The disability community has been screaming about covid’s mass disabling event since the beginning of the pandemic – they warned the world about the dangers, and no one listened.
One of my autoimmune diseases severely affects my muscles, which become stiff and painful during a flare-up and limit my ability to walk. Mornings are, without question, harder on me. However, because local policy lifted mask mandates, I can no longer shop when it is best for my body to do so. I must go early in the mornings in order to limit my risk of exposure. If I am having a good day and have managed not to pull a back muscle while carrying my groceries from my car, I nearly collapse from exhaustion and pain by the time I open the front door.
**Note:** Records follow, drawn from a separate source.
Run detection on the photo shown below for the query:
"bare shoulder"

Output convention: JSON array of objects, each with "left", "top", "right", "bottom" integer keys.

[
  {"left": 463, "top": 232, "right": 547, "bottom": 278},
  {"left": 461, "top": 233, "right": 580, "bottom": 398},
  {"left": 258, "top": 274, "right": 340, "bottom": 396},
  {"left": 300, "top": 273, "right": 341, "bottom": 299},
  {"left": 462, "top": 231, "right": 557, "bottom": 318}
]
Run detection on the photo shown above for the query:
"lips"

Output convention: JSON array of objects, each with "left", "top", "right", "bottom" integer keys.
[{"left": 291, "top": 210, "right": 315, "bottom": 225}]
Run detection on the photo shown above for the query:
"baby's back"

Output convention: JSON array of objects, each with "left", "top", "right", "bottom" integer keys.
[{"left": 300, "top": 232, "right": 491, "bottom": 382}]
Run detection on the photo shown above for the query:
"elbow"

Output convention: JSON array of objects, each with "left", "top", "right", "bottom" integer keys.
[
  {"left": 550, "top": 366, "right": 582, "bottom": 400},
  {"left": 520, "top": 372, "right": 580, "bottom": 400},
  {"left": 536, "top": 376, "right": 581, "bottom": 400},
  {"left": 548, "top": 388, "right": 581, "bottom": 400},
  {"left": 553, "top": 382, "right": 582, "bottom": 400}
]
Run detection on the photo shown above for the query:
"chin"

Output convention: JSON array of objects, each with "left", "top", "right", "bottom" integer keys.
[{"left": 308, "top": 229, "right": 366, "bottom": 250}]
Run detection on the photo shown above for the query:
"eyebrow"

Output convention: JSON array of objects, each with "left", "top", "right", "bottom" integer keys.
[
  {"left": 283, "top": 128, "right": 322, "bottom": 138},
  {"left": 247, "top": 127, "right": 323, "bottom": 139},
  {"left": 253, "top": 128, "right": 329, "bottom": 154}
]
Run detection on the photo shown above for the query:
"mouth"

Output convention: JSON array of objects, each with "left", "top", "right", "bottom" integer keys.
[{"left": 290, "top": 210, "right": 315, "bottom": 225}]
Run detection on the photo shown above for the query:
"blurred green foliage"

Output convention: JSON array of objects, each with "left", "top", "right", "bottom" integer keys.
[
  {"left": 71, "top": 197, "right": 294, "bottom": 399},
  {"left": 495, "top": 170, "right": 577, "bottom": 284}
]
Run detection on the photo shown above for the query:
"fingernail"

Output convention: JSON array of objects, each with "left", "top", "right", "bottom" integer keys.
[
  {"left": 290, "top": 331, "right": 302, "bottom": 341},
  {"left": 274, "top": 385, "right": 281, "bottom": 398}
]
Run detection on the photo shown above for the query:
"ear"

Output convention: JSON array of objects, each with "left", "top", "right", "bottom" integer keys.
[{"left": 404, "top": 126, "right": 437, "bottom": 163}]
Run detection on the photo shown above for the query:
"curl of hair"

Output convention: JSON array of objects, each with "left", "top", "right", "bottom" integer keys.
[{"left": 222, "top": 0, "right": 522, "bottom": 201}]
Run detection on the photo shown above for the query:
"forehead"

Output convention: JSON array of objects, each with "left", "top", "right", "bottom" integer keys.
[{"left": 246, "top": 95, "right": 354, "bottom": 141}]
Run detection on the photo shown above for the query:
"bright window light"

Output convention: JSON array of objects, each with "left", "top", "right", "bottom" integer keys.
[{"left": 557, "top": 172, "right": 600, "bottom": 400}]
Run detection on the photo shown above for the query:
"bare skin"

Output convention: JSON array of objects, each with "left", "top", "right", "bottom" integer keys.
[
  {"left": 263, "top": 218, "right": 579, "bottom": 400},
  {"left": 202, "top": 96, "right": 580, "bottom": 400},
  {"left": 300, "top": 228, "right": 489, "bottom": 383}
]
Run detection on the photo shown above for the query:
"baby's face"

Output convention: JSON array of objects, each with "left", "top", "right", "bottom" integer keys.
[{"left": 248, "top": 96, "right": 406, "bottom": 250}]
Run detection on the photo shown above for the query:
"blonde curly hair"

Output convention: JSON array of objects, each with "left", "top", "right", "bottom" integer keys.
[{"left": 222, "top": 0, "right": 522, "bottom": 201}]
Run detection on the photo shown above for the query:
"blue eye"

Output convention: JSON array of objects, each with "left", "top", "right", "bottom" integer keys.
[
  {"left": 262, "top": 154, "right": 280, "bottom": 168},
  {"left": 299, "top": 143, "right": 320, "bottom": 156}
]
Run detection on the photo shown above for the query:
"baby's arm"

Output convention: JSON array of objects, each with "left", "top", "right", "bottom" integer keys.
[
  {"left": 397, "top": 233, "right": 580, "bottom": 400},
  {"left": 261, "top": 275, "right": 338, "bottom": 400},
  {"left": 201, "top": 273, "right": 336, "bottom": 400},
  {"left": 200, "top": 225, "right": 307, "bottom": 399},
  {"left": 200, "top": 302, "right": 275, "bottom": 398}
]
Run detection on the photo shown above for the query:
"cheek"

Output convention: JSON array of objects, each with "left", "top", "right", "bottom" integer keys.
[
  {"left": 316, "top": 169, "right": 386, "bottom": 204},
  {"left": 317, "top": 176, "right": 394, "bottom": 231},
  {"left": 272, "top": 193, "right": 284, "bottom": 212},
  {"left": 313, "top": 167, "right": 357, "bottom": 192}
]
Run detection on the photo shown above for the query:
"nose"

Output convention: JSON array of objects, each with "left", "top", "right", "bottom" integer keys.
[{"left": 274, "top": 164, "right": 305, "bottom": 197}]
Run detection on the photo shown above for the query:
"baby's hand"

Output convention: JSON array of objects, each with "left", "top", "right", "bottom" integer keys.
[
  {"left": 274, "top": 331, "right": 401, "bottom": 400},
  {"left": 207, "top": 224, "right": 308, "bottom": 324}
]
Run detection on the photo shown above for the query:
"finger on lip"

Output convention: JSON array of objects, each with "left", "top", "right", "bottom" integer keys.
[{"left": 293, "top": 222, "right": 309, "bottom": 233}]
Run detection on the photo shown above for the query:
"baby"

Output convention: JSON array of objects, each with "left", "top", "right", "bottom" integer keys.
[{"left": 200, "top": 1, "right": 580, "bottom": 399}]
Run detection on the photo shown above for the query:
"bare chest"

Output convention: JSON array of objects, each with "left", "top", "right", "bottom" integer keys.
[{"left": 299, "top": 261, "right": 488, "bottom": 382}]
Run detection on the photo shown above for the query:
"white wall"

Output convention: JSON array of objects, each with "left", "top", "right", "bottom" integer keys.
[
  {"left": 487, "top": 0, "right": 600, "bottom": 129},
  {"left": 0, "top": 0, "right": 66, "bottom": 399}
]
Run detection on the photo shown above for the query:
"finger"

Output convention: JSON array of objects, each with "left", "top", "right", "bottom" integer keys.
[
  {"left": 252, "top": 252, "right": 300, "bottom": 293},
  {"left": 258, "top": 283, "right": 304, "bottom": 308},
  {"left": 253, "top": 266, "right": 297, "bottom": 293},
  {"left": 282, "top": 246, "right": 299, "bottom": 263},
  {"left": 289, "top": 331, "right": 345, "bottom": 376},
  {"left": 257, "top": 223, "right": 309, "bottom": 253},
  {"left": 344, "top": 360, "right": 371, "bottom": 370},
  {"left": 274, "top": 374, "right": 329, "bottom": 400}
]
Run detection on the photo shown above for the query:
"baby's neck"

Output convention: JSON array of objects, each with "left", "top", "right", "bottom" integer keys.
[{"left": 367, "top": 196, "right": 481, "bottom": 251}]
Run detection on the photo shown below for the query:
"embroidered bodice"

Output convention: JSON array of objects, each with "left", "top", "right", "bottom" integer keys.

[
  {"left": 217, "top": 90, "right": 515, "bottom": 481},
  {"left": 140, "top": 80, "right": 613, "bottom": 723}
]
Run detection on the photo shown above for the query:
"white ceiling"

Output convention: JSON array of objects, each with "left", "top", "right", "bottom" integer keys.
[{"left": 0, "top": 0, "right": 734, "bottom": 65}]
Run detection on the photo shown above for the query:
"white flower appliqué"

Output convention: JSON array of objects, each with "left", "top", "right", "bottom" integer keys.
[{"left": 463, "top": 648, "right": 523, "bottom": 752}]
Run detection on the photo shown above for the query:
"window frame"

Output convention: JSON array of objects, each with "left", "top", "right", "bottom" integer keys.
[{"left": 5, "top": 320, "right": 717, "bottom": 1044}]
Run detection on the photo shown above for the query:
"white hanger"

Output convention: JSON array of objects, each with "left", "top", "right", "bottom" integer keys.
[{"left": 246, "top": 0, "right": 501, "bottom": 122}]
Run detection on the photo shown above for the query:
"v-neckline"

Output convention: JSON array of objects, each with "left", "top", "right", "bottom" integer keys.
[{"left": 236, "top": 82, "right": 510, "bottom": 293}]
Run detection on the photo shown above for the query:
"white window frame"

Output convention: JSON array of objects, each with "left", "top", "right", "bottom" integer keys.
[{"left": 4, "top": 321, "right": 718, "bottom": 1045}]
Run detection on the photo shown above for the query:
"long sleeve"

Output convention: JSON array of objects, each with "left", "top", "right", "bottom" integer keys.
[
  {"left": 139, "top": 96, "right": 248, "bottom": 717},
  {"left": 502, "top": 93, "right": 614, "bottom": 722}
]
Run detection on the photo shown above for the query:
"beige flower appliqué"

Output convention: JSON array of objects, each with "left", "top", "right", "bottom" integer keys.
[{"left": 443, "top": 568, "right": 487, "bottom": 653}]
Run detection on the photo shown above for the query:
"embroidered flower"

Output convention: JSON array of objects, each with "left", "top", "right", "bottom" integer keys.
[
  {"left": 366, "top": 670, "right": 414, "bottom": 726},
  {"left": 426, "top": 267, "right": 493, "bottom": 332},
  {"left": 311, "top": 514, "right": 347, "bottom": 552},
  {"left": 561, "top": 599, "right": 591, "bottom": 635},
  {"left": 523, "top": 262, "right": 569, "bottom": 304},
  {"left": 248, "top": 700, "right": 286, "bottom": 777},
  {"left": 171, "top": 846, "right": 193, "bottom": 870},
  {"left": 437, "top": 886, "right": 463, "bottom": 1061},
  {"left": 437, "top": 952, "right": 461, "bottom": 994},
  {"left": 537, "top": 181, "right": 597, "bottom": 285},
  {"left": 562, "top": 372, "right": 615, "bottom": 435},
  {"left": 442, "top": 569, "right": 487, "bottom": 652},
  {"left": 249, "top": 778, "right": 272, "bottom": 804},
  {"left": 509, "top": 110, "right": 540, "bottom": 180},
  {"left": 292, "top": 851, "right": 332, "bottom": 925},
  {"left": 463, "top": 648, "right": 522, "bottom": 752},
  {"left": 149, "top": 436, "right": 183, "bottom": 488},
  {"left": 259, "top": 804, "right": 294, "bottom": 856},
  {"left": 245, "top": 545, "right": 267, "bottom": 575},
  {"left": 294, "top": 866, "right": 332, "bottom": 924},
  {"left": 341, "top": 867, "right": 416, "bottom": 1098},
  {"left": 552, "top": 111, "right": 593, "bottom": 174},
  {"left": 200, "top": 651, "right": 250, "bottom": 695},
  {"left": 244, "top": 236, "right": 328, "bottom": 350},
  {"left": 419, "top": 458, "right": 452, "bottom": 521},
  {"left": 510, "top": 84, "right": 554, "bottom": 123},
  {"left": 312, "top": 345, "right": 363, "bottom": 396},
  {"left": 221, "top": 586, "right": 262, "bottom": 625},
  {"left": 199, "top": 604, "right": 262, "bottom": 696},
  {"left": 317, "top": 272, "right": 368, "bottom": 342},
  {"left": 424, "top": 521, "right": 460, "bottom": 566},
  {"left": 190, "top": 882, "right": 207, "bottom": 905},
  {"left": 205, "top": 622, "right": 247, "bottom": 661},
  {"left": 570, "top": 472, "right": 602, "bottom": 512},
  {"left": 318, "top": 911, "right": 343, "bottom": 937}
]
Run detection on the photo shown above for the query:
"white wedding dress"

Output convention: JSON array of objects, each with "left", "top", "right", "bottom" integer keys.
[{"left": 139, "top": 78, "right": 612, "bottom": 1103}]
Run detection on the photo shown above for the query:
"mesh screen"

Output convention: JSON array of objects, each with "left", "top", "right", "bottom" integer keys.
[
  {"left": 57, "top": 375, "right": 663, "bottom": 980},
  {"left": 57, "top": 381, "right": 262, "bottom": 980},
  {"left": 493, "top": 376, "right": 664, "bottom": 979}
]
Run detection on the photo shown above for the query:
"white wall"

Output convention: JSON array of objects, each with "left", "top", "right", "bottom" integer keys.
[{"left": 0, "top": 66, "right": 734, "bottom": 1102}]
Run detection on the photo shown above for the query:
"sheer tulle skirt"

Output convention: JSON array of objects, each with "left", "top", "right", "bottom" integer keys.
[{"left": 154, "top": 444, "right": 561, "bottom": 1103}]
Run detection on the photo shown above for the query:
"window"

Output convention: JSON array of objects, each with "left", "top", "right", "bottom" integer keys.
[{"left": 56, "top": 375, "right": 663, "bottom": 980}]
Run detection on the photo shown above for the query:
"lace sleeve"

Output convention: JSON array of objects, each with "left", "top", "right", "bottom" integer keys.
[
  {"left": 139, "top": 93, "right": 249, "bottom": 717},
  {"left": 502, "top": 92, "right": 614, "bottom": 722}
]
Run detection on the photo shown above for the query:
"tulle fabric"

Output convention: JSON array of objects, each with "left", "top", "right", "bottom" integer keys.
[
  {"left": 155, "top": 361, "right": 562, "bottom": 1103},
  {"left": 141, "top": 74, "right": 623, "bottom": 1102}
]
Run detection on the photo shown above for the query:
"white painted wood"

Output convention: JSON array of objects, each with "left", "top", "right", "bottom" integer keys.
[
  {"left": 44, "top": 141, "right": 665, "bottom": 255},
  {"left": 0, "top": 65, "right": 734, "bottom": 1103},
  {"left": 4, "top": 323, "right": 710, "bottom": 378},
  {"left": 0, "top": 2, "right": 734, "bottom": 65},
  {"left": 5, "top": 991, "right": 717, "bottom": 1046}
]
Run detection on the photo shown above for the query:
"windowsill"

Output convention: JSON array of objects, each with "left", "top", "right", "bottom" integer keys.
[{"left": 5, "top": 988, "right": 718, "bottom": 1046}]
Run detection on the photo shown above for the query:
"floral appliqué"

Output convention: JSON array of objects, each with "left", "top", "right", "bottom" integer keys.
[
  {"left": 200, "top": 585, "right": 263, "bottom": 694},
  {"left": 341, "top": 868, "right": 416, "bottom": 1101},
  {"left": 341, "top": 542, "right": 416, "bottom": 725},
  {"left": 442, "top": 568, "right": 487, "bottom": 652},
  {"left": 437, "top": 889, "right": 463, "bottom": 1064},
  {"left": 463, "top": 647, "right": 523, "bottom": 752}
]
Part of me feels like I just conquered the world, but I sigh because I know what the rest of the day has in store for me.
I know what it looks and feels like to navigate a health care system that would rather label you with “anxiety” than getting to the root of your health issues. Those now suffering from long covid are propelled into a system that crumples, shuffles, and discards people like old newspapers. This type of experience I do not wish on anyone, including those actively working against measures to protect people from this treacherous virus.
My own family mocked my illness for years. I eventually stopped going to family functions and avoided showing any pain or sickness I was experiencing around them. Not only did my own family not believe that I was sick, they mocked and made fun of me for it. Their ableist response assigned my illness to a personal weakness. I was not eating the right foods, doing the right exercises, and taking the right supplements. I internalized these notions, so much so, that I started to downplay the actual progression of my illness. Had it not been for my daughter who witnessed my physical deterioration, I could have ended up much worse.
In my case, it took almost 13 years, several specialists, hundreds of tests, and thousands of dollars to receive my diagnosis. I know I am one of the lucky ones. Many of us live with debilitating and painful conditions that go undertreated, ignored, and undiagnosed by medical professionals.
My immune system is consistently compromised.
So when people argue that masks are an infringement of their freedoms – think about what that says to people like me.
All I am asking is that you see me as a person.